Tim Farnsworth, a wealthy Harvard-educated attorney and partner at a prestigious New York City firm, lives with a monster: an unnamed show more disease that requires him to walk until he drops into a deep sleep from sheer exhaustion. The disease comes and goes, sometimes disappearing for years at a time, but when the urge to start walking strikes, Tim Farnsworth has no choice. He starts walking, and neither the obligations of his job nor those of his family can check his need to hit the streets.

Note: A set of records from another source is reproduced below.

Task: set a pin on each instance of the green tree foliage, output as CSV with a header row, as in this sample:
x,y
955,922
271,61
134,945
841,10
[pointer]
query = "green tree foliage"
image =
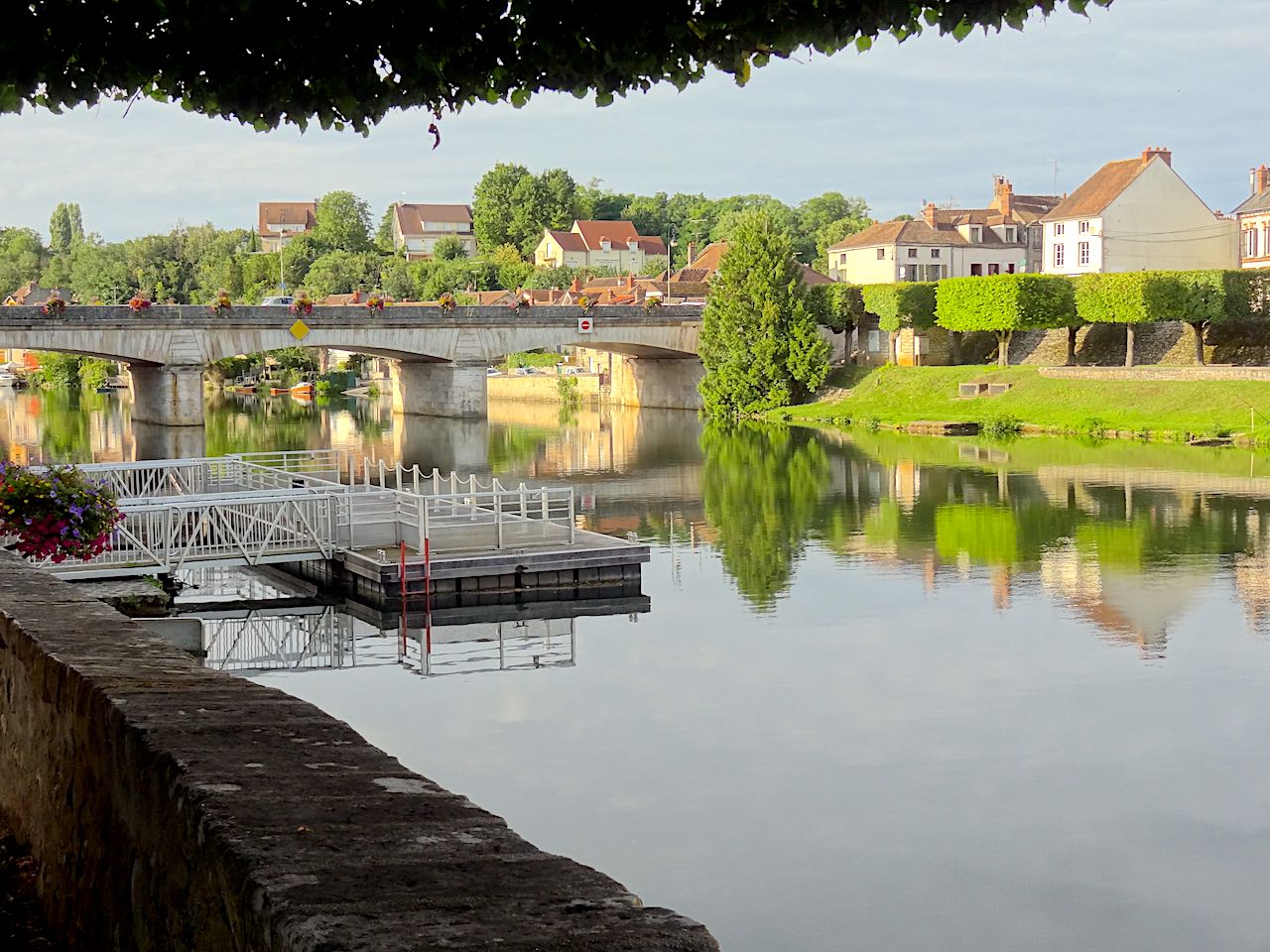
x,y
384,234
448,249
837,306
1003,303
486,55
343,273
60,229
761,488
22,258
343,222
493,206
760,341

Tim and his wife, by now, know what to expect when the disease returns. Tim is able to alert his wife to what his happening to him and she quickly outfits him in his warmest clothing and makes sure that he leaves the house (or office) with a backpack filled with things to help him survive on his own. Even all this planning does not always work, however, because Tim has a way of walking away from his possessions when coming out of one of his deep sleeps.

"The Unnamed," despite the bleakness of its theme, is a terrific character study because it places the reader deep inside Tim Farnsworth's head as he struggles to understand and control the disease that is slowly, but steadily, killing him. We share his frustration and despair when even the best doctors fail him; we worry with him about how his wife and daughter are holding up back home; we understand his anger at how his longtime legal colleagues take advantage of his illness; and, through his eyes, we see life stripped to its most fundamental elements.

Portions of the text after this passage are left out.